Heute sind Sie selbst als Konzertpädagoge mit einer Anstellung am Theater Trier tätig.
Schon vor meiner Ankunft in Deutschland habe ich gelernt, akustische Gitarre zu spielen und dabei ziemlich schnell Fortschritte gemacht. Im Bürgertheater habe ich dann auch die musikalische Leitung von zwei Stücken übernommen. Seit der Spielzeit 2018/19 wurde das Orchester der Stadt Trier durch Bundesprogramm „Exzellente Orchesterlandschaft Deutschland“ gefördert. Ich wurde im Theater Trier angestellt, um Konzertpädagogik an ein junges Publikum zu richten. Wir waren uns schnell einig, dass dies nur inklusiv geschehen kann. Wir fanden im Eifel-Gymnasium Neuerburg eine Kooperationsklasse mit Geflüchteten und Migranten und gründeten mit ihnen und Teilen des Orchesters der Stadt Trier ein Projektensemble. Als Konzertpädagoge konnte ich mit den Schülern, die aus Syrien kamen, auch auf Arabisch sprechen und so Ängste abbauen.
Innerhalb von vier Jahren in der künstlerischen Betätigung haben Sie vieles gelernt. Aber haben Sie sich auch selbst verändert?

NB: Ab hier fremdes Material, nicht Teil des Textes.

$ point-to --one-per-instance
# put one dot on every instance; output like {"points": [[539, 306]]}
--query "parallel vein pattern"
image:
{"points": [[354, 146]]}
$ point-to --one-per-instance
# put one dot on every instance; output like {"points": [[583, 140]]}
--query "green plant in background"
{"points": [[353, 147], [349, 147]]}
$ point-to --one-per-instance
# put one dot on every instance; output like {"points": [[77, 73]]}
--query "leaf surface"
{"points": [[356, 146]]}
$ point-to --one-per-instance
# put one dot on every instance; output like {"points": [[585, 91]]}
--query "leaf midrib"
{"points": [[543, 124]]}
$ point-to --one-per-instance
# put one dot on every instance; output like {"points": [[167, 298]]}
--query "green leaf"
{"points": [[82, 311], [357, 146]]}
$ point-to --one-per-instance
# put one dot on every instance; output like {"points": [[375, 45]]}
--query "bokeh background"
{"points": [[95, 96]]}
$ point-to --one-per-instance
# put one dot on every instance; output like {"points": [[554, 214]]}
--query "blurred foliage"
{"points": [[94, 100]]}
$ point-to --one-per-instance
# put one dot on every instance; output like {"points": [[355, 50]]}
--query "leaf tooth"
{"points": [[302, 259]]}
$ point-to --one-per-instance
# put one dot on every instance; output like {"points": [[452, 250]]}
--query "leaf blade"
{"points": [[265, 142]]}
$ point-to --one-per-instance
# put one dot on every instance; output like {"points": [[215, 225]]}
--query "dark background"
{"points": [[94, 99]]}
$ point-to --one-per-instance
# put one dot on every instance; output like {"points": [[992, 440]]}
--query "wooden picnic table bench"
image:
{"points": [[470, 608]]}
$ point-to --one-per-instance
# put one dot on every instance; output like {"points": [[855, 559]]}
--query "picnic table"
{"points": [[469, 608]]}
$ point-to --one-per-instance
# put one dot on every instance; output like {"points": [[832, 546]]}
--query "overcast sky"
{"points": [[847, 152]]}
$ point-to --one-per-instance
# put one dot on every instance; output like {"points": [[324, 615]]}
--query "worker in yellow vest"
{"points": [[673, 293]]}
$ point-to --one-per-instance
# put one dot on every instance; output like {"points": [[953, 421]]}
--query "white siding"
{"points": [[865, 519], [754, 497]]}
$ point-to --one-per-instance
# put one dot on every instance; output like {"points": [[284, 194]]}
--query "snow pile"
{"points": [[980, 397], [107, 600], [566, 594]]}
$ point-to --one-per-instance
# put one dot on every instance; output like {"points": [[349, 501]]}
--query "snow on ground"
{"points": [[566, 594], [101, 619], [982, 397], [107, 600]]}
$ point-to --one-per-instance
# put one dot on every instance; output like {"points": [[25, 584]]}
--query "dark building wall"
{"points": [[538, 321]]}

Wenn man in Deutschland ankommt, und sich das Gefühl der Freiheit, nach der man die ganze Zeit strebte, ausbreitet, stellt sich erst einmal ein Schock ein. Ich war da etwas gelähmt zwischen der Freiheit, mich selbst entfalten zu dürfen, und dem Willen, meine Herkunft nicht zu verleugnen. Die Musik, das Schreiben und das Theater helfen mir, meine Gefühle in Worte zu fassen und sie sind aber auch gleichzeitig ein Ort zwischen alledem. Deswegen ist Freiheit ein kultureller Schock: Es gibt kein klares Freund – Feind-Schema, nur ein Dazwischen!